Southwark Coroners’ Court heard that nine-year-old Ella Kissi-Debrah could be fine one moment - playing football for Millwall or swimming - but then suddenly be hospitalised by a severe asthma attack.

Doctors at Lewisham Hospital knew the Holbeach Primary School  pupil well and had sought help from experts at Great Ormond Street and King’s College Hospital in diagnosing the youngster’s rare condition.

They concluded she may have a “dangerous combination” of severe asthma and cough syncope - a condition which could cause her to lose consciousness.

On February 15 last year, doctors’ worst fears were realised soon after an ambulance crew was sent out to the family home in Wellmeadow Road. 

Mum Rossy Kissi-Debrah explained: “From her behaviour I just knew this wasn’t going to be a great night for us. I can just tell.”

Paramedic Philip Fridd told the court on September 26: “She was very upset and distressed and I was doing my best to try and keep her as calm as I could.”

But the court heard Mr Fridd say he mixed up two sets of observations and threw away printouts from monitors on the way to hospital.

He was extensively grilled by the family’s lawyer Rory Badenoch over the amount of monitoring that went on, how the girl was carried out of her house and the type of treatment she received after having a seizure on the way to hospital.

After her seizure, Ella had appeared unresponsive and, despite extensive resuscitation attempts in hospital, her condition worsened rapidly. 
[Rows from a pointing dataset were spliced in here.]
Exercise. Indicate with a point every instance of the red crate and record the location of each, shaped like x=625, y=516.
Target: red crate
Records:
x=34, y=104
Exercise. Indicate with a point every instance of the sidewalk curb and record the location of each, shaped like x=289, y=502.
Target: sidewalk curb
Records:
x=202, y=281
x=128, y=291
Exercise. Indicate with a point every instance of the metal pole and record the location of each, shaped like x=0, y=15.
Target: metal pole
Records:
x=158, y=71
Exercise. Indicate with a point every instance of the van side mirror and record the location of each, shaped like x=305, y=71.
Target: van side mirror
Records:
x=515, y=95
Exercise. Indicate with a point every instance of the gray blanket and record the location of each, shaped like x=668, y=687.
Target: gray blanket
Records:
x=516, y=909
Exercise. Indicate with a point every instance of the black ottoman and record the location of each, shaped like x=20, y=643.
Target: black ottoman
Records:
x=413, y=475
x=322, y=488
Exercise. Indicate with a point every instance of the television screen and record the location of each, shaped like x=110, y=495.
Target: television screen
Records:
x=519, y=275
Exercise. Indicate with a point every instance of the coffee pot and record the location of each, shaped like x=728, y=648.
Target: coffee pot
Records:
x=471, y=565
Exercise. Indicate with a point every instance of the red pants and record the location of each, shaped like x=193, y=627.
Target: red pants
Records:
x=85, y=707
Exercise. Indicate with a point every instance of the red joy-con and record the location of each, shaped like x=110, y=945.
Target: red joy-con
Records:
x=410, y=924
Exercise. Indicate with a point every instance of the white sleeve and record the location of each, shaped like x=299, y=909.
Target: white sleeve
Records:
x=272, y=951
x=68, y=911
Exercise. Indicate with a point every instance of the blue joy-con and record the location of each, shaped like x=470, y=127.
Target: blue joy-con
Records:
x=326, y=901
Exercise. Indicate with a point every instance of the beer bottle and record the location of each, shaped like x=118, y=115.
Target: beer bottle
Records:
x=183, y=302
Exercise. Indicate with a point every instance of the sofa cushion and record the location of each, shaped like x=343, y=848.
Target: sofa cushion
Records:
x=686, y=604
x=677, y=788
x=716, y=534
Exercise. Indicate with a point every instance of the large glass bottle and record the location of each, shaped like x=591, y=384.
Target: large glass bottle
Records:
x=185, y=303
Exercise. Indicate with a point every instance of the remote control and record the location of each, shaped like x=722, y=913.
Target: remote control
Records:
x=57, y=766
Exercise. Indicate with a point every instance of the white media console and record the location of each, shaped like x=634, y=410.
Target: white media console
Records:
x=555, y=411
Dr Williams told the court: “It was very rapid and when she got to the hospital her heart rate was very low. She was making no respiratory effort.”

The girl was pronounced dead shortly before 3.30am.

Her mum, who has set up a charitable foundation in her daughter’s name, paid tribute to her daughter in court, saying: “She’d swim 25 laps of a swimming pool and she’s play for Millwall football club, run up and down on the field and I would stand there and hold my breath.

“She used to recover so rapidly.

She went on: “She basically loved life, so I wasn’t able to stop her from doing what she wanted to do.”

In a narrative conclusion, coroner Phillip Barlow ruled Ella had suffered a severe asthma attack followed by a seizure.

He said: “No doctor could say that the result would have been any different even if the seizure had taken place in hospital. Matters were that serious.”